Ah. Génial les chevilles.

— La prend pas de haut à cause de cette histoire. Elle va peut-être te trouver encore plus cool, mais je te rassure, quiconque se rapprochera de toi saura à quel point tu es ni charmant, ni intelligent, et que le seul truc qui vaille le coup chez toi, c’est ton grand frère.

Il me regarde, choqué, réalisant ce que je venais de dire. S’en suit une bagarre fraternelle qu’il gagne en s’asseyant sur moi pour me bloquer de tout son poids. Je déclare forfait.

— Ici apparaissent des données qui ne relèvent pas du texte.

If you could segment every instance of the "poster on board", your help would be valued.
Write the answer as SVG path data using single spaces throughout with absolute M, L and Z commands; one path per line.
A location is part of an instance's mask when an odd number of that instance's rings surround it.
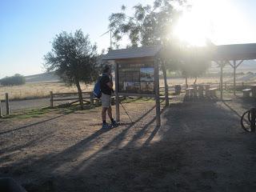
M 154 94 L 154 73 L 153 64 L 118 64 L 118 92 Z

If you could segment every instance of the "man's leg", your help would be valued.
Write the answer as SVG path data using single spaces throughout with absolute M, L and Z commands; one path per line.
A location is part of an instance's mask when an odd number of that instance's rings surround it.
M 106 112 L 108 108 L 106 107 L 102 107 L 102 122 L 104 124 L 106 124 Z
M 112 108 L 111 106 L 110 106 L 109 108 L 107 108 L 107 114 L 109 115 L 110 119 L 113 119 L 112 118 Z
M 117 122 L 116 121 L 114 120 L 113 117 L 112 117 L 112 108 L 111 106 L 107 109 L 107 114 L 109 115 L 110 120 L 111 120 L 111 123 L 112 123 L 112 126 L 117 126 Z

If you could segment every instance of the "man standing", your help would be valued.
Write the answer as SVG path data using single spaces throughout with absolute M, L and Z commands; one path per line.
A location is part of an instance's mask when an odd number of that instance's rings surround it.
M 102 77 L 100 80 L 101 90 L 102 90 L 102 129 L 108 129 L 117 126 L 116 121 L 112 117 L 112 108 L 111 108 L 111 94 L 113 90 L 113 82 L 111 67 L 109 65 L 106 65 L 103 69 Z M 106 113 L 111 120 L 111 125 L 108 125 L 106 122 Z

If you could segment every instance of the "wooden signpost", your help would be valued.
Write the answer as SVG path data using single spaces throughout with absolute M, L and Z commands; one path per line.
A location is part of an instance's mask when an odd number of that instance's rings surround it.
M 161 126 L 159 97 L 159 58 L 157 47 L 110 50 L 104 60 L 115 66 L 116 119 L 120 121 L 119 97 L 154 98 L 156 126 Z M 166 75 L 165 75 L 166 76 Z M 167 83 L 165 83 L 166 85 Z M 168 89 L 166 89 L 168 94 Z M 169 104 L 166 95 L 166 104 Z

— Ok. T’as gagné. Elle succombera à ton charme et alors ? Apprends à la connaître. Essaye de voir ce qu’il s’est passé pendant la déclaration, avant, après, et ce qui a amené à ce qu’elle veuille sortir avec toi. Si tu écoutes un peu ses souvenirs, tu comprendras peut-être ses … sentiments et … tu tomberas amoureux … toi aussi ! Oh mon dieu ! J’ai un plan, c’est bon !

Je repousse Jude, qui me regarde les yeux écarquillés d’incompréhension, pour qu’il se retrouve directement sur le matelas et attrape mon téléphone. Je dois envoyer un message à Reece pour savoir s’il a le numéro de Riley.

J’ai une idée.

Pas la meilleure. Pas la plus efficace non plus.

Mais au moins, on saura d’où partir.

Avec un peu de chance, ça nous mènera quelque part. Peut-être à une autre idée bien meilleure, mais déjà plus loin que là où nous sommes pour le moment.